In today's "you never know what is around the corner" department, a surprising story out of M.D. Anderson Cancer Center in Dallas reports that beta-blockers heart drugs that are used to lower blood pressure and slow the heart may have another use. That would be reducing the toll of ovarian cancer, which is one of the hardest types to treat.
While there appears to be a significant effect, this is not a magic bullet. But, given the poor treatment options available for treating the disease, this study may shed light on one of the mechanisms of cancer growth.
There are three main classes of beta-receptors: beta- 1 (primarily in the heart), beta-2, (smooth muscle cells, especially in lungs and uterus) and beta-3 (fat cells). Each main receptor has a number of subtypes. Beta-3 receptor agonists (activators) were the focus of an enormous effort as potential antiobesity drugs in the pharmaceutical industry in the 1990s. While these drugs were effective in causing dramatic weight loss and lowering of blood glucose in genetically obese mice and rats, all of them bombed in the clinic, including what would later become the gold standard CL-316243, which came out of my lab at Wyeth.
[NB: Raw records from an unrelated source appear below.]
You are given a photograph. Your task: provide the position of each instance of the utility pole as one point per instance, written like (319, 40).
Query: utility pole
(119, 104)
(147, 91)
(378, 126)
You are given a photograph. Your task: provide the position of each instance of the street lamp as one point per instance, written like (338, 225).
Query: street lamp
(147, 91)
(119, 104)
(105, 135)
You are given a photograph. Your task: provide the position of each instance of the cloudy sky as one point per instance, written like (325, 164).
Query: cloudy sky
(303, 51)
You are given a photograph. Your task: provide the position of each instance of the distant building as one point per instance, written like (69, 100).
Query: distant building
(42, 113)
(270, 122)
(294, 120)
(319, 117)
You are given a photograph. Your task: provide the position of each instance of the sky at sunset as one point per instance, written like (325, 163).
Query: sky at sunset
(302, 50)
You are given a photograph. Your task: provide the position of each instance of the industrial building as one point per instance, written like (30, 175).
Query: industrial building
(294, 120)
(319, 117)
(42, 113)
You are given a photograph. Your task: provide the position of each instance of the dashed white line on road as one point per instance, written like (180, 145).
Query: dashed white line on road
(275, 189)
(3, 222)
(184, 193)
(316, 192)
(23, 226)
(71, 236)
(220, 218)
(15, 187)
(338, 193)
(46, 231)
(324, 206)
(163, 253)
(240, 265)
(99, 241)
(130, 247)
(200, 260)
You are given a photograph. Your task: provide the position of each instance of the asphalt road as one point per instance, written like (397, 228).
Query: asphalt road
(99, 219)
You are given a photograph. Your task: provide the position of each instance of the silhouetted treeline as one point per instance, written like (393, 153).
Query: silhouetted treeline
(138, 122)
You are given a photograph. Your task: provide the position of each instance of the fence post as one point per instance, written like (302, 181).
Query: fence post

Not only are there different classes of beta-blockers, but there are different drugs within each class. Some work better than others in prolonging life. My 2012 op-ed in New Scientist discussed this. Some beta-blockers are non-selective (they interact with more than one type of beta-receptor), and some are selective, interacting with only one. The selective class is usually preferred in treatment of heart disease because of fewer side effects.
The most interesting aspect of the Anderson study was that the type of beta-agonist that the women took for cardiovascular disease strongly determined the apparent impact on their cancer.
The Anderson study, which appears in the current issue of the American Cancer Society's journal Cancer, used a retrospective analysis of 1,425 women with ovarian cancer, who were treated between 2000 and 2010. As a group, women who took selective beta-blockers had a median survival time following diagnosis of 48 months vs. 42 for women who took no beta-blockers of any kind.
But, for that group of women who took non-selective beta-blockers, that median survival time jumped to 90 months. This apparent increased survival is not only clinically significant, if confirmed by other studies (since being a retrospective study, no "cause-and-effect" conclusions can be drawn), but also provides some very interesting clues about one of the mechanisms of cancer cell growth. The author thinks that stress hormones may fuel ovarian cancer growth, and beta-blockers tend to suppress those same hormones.
Dr. Anil Sood, M.D., professor in Gynecologic Medical Oncology and Cancer Biology at Anderson, said, "the ability to show improved survival using nonselective agents which inhibit a specific stress pathway is the culmination of years of research into ovarian cancer biology and pathogenesis."
It stands to reason that the next step should be a randomized double-blind prospective trial of women with ovarian cancer, some of whom will receive non-selective beta-blockers, while some of whom will receive selective beta-blockers (as compared to no such therapy) over the course of several years.
The migration away from cytotoxic drugs to treat cancer and toward those that target specific growth pathways continues to go strong after two decades. Findings like this will continue to help redefine what cancer actually is, and bring us closer to the holy grail of cancer therapy more effective and less toxic drugs.